The mud slapped against his face, lodging in his throat right on an inhale. Bending over, he choked and gasped, fighting to breathe.
“Serves you right for being mean to me,” I huffed, spinning on my heel to take off. “Stupid me.Feel sorry for me. I was a male stripper and everyone liked to watch me take off my clothes?—”
I gasped as he grabbed my elbow and spun me around. I opened my mouth to yell at him, only to find a handful of mud headed my way. I screeched as I dropped to the ground like a sack of potatoes. Just as I thought I had escaped, he was on me, pressing me into the ground with his large frame.
“Let me go! I’m a little woman!”
“You may be little, but you have one hell of a mouth on you,” he breathed in my ear.
I bucked up with all my might, which only served to press his body closer to mine. The man was just too damn big for his own good. “Get off me,” I growled.
“Why? Because you don’t like the feel of my body against yours?” He punctuated the statement by grinding his cock against me.
I narrowed my eyes at him to keep from moaning at the feel of a man between my legs. That was wrong, right? I shouldn’t feel that way after my fiancé just destroyed everything. I should be in another bottle right now. Not wishing this man would lift my skirt and do unspeakable things to me.
“You wish.”
“I do, baby, but that doesn’t mean I’m gonna tear your skirt off and fuck you in the mud.”
That was a shame.
“Now, how about we stop throwing mud at each other and find a way to get the fuck out of here? Truce?”
I pursed my lips at him. “As long as you give me one embarrassing story. And it has to be good. None of this fictional embarrassment.”
For a moment, I didn’t think he was going to say a thing. But then he leaned in closer until our lips were almost touching. “I fell in love with my best friend’s wife while he was married to her.”

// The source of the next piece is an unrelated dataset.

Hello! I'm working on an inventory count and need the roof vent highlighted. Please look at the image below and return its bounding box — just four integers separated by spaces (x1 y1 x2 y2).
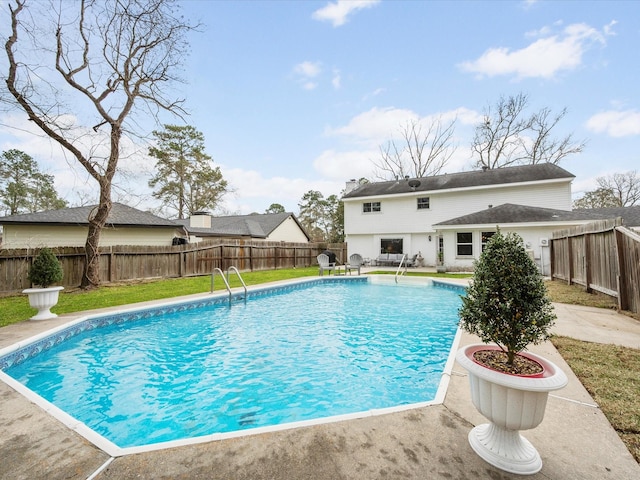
409 178 420 191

My breath caught in my chest at the seriousness in his eyes, but before I could ask anything else, he shoved off me and walked away.

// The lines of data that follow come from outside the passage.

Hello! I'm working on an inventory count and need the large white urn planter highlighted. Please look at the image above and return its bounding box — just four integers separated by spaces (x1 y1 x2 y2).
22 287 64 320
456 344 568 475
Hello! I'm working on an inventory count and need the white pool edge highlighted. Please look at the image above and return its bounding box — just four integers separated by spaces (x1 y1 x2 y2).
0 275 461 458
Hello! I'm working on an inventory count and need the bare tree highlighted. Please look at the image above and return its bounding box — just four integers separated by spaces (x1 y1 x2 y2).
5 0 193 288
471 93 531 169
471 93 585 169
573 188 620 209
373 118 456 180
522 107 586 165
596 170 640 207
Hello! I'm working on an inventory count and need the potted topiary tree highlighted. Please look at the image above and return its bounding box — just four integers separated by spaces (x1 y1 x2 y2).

I was hot.So freaking hot. We’d been walking for hours and hadn’t had a drop of water. Sweat coated my skin, glistening and attracting every mosquito in the Catskills. I’d scrubbed off as much mud as I could over the past few hours, but nothing seemed to help make me more comfortable.
If this was one of my books, Patrick would have already conjured water from thin air and held me as he tipped the cool water against my lips. Then he would have brushed my hair back from my face and told me I looked beautiful anyway. And when I nearly passed out, wings would sprout from his back and he would fly me to a cabin where we’d be alone for the next five days while he made passionate love to me until we had to go back to reality where he would fight some underground demon and I came in with the shining silver sword to fight by his side.
But we were not in a book and Patrick was not one of my favorite heroes. Not in my books, anyway.
“Ugh!” I screamed under my breath when I killed another mosquito on my arm. “Leave me alone!” I shouted, spinning around in a fit of insanity.
“It’s cute that you think they’ll listen.”
“I know they won’t listen,” I snapped. “But they’re eating me alive! I’m tired and I’m hungry and I’m thirsty and I’m covered in mud!”
He nodded at me like I was going crazy. Well, maybe I was. After all, just this morning, I had a place to stay and lots of alcohol to keep me company. Now I was trudging through the mountains, battling mosquitoes, and sweating like crazy. I couldn’t remember a time I’d ever been this miserable.
“Well, we’re not going to find water by hanging out here.” He turned and walked away.
“That—That’s it?” I screamed.
“Well, what did you want me to say?” he asked over his shoulder. “Yes, it sucks, but it’s only going to suck more by hanging out around here.”
Yes, he was right, but I was in the middle of a temper tantrum, and the way he was ignoring it sort of defeated the purpose of me having one in the first place.
I ran to catch up, wincing at the pain in my feet. Running barefoot through the mountains was not for the faint of heart. I needed a distraction if I was going to keep moving without complaining every five seconds, so I brought the conversation back to him and the gigantic admission he’d made hours ago.
“Whatever happened with the woman you fell in love with?”
“She committed suicide,” he said, not even breaking his stride.
However, that admission knocked me for a loop. “Oh. I’m so sorry.”